Artist Sarah Van Sanden: It’s important to me to consider the interplay of image and text in a broadside as I create the visual response, so it usually ends up very much as I had intended.
Poet Jeremy Paden: The red globe–whether sun or moon. It’s a lovely touch. It’s both reminiscent of a kind of imperial image—and, not just in its Empire of the Rising Sun/Eastern context; Rome too used the sun, sol invictus, as an imperial image. And, it is also a herald of the end. The blood red moon is an apocalyptic omen.

Have you ever written work that has been inspired by visual art? What was that experience like for you? Why were you inspired to do so?
Poet Jeremy Paden: Yes. I have often worked with ekphrasis—the art of verbally painting, making sculpture, or creating other visual forms. The first long series of poems I ever wrote, which has yet to be published, was on Albrecht Dürer’s self-portraits. More recently, I have a series of poems that take a 16th century Mappa Mundi as their inspiration. Art calls to art; poems to music and also to image and dance. The creative in us is moved by the creation of others and we respond in and through our mode of expression.

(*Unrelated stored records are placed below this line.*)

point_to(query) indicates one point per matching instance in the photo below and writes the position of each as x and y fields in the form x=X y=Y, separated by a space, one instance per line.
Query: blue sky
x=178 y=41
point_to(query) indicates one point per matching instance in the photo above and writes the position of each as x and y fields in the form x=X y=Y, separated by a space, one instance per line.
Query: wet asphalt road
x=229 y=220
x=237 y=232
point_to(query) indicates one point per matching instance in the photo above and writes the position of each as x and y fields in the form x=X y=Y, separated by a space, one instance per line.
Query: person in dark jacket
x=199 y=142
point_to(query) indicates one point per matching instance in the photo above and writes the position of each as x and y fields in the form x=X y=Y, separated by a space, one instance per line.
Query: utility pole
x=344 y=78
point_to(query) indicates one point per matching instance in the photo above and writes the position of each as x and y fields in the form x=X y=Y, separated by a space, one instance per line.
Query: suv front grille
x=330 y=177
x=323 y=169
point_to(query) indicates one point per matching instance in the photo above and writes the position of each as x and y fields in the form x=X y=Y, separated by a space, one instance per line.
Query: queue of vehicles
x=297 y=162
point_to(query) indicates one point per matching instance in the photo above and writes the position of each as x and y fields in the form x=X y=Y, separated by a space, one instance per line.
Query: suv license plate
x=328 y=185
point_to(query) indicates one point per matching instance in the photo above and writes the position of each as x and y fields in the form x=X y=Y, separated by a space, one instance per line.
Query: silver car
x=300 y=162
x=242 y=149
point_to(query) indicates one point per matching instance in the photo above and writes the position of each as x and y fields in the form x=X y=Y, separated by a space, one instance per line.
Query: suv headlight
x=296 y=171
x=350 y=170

How does literature fit into your creative life as a visual artist?
Artist Sarah Van Sanden: Much of my creative life as a landscape designer involves making ordered beauty out of existing challenges, so I spend a lot of my reading time studying to improve knowledge of plants and materials. In contrast, making art for Broadsided gives me a refreshing opportunity to translate concept into visual form with fewer practical constraints and less concern for beauty. I love beauty, but ugly can be pretty interesting, too.

Describe the collaboration in one word.
Poet Jeremy Paden: Quickening (I’m not fully sold on this word).

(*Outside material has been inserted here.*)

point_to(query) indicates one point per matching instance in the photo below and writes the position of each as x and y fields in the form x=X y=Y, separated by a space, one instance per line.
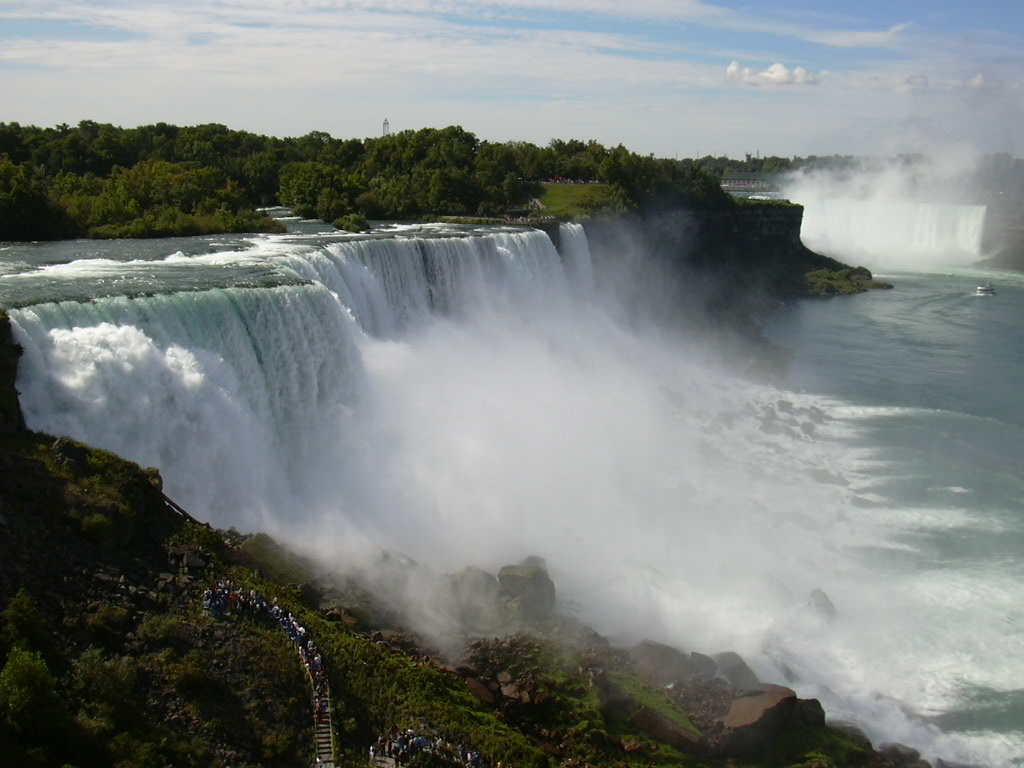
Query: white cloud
x=506 y=71
x=777 y=74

If this broadside were a piece of music, what would it be?
Poet Jeremy Paden: Beirut meets The Band and Dylan in some Big Pink house for a Basement session. 
Artist Sarah Van Sanden: Definitely something with a lot of guitar feedback and and a long, jammy ending.

Read any good books lately?
Poet Jeremy Paden: Federico Díaz-Granados’ Adiós a Lenin, a collection of poems by a Colombian poet. He has an encyclopedic knowledge of Spanish language poetry and American rock-n-roll. Jahira Lumpari’s In Other Words—I read it last year, but it’s still with me. It’s a great memoir on the self as it relates to language and tries to do things with words. It’s in Italian and English. John Berger’s Ways of Seeing—it’s been on my to-read list for a long, long time and I’ve finally cracked it open.

Seen any good art lately?
Poet Jeremy Paden: Marcos Cárdenas: I was recently wandering through the streets of Barcelona and stumbled upon a gallery that had some recent paintings by Cárdenas—he’s a photorealist and not only does he have a great eye for perspective, he plays with layering. His street scenes are often of store fronts and café windows. Bystanders are beside doors that open up to interiors or reflected in windows that show a life taking place inside. Loyiso Mkize: I also recently came across the art of Loyiso Mkize. His “Reflections of Inner Truth” are a wonderful blend of gorgeously detailed faces that open up, explode into visions of complex dreams and desires. Alexandra Domínguez: Along with gorgeous surrealist oils, Domínguez is a print-maker who then paints over her prints, turning print series into one-offs and creating visual palimpsests.
Artist Sarah Van Sanden: 
I just saw a show surveying Kerry James Marshall’s work and was blown away by the the way he brings together highly conceptual work and gorgeously tactile images that range from tragic to hilarious and sometimes both at once. His constant play between heaviness and lightness, space and flatness, seriousness and whimsy, keeps me looking and looking and looking.